Salir de la vorágine (o de la rutina, que es otro tipo de vorágine) un día a la semana, decir “adiós” (“hasta luego”, seamos sinceros) al estrés, mandar al carajo la egregia superficialidad y el ‘tener que’, desquitarse de los demonios, de las mil voces, del baile de monos alocados intratesta…
Comprobar cómo, a medida que el sendero de una hora es recorrido, se reduce el nivel de ansiedad; mirar que la mano va dejando de tiritar, sentir que las sienes galopan más despacio y el corazón más tranquilo…
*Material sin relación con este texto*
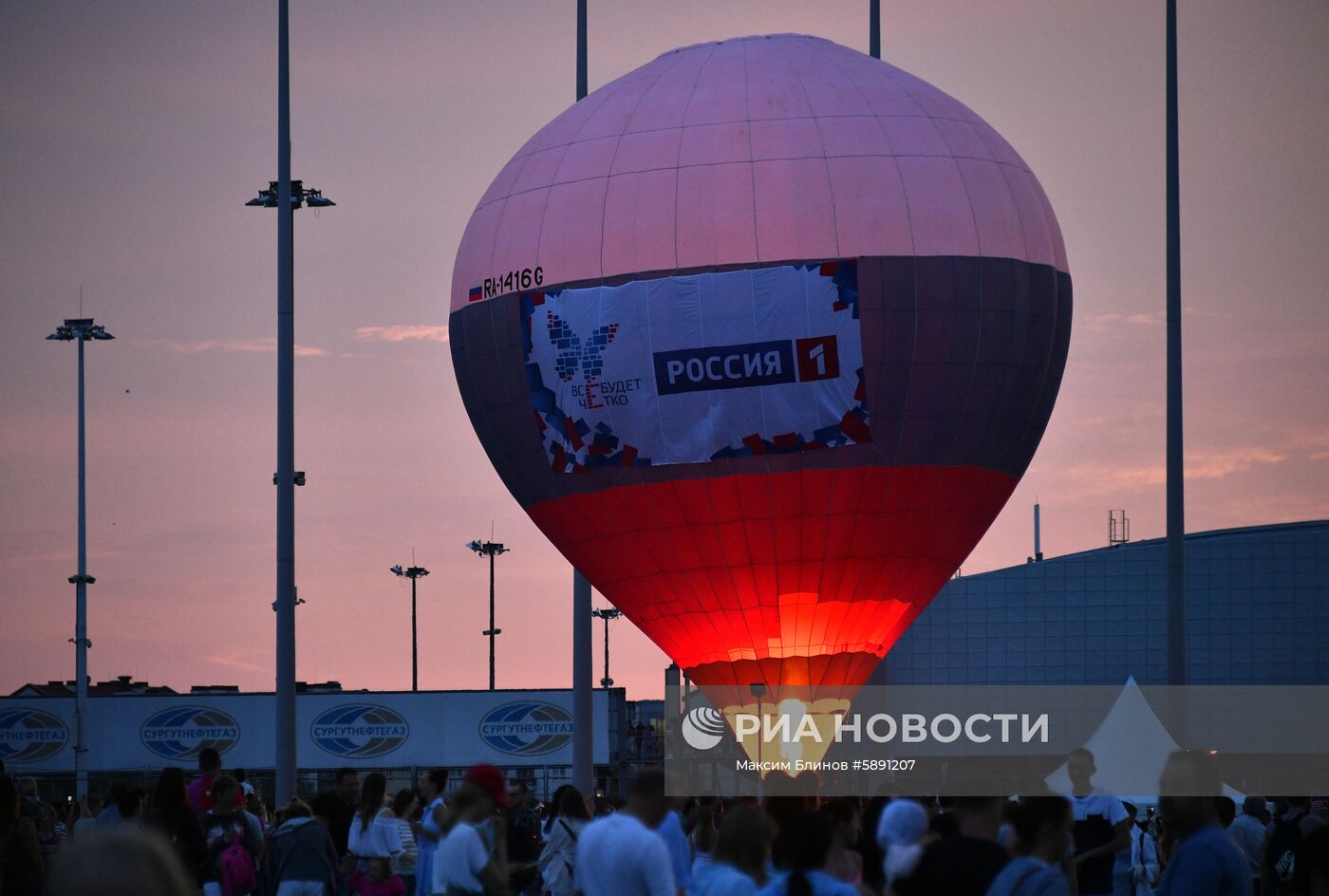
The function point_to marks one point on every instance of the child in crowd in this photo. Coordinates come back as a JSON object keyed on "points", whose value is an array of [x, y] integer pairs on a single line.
{"points": [[376, 880]]}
Observar la verde (y blanca; concretamente, blanco -enfermizo- calizo) Sierra al fondo de cuanto tus ojos alcanzan a ver, dejar atrás el Arahal hermano, entregarse a la belleza humilde de los olivos y, al fin, entrar en Morón (a secas, sin fronteras).
Dar una vuelta a las afueras o por la Alameda, detenerse a escuchar el viento y oler el pasto húmedo, saludar mientras caminas por las calles tranquilas (¡tranquilas!) y tomarte algo en una terraza, mirando al cielo, cuando la mañana aún guarda la memoria de la alborada…
Llegar a tu barrio y quedar con tu gente, dejar que la fragancia de las chimeneas del vecindario te penetre, subir las escaleras de tu vida, sentir paz dentro del alma mientras respiras sin que el pecho te pinche…
Y, con el arribar de la noche, pasear en silencio antes de iniciar el camino de vuelta. Intuir que los fantasmas volverán, pero sonreír, pues, al menos, cuando eso suceda, tú aguardarás pertrechado con tu armadura: la estampa del atardecer en tu pueblo, de la que acabas de empaparte por tiempo infinito y que, tatuada en las venas, te recordará, justo antes de irte, aquello de: <<Nos vemos la semana que viene>>.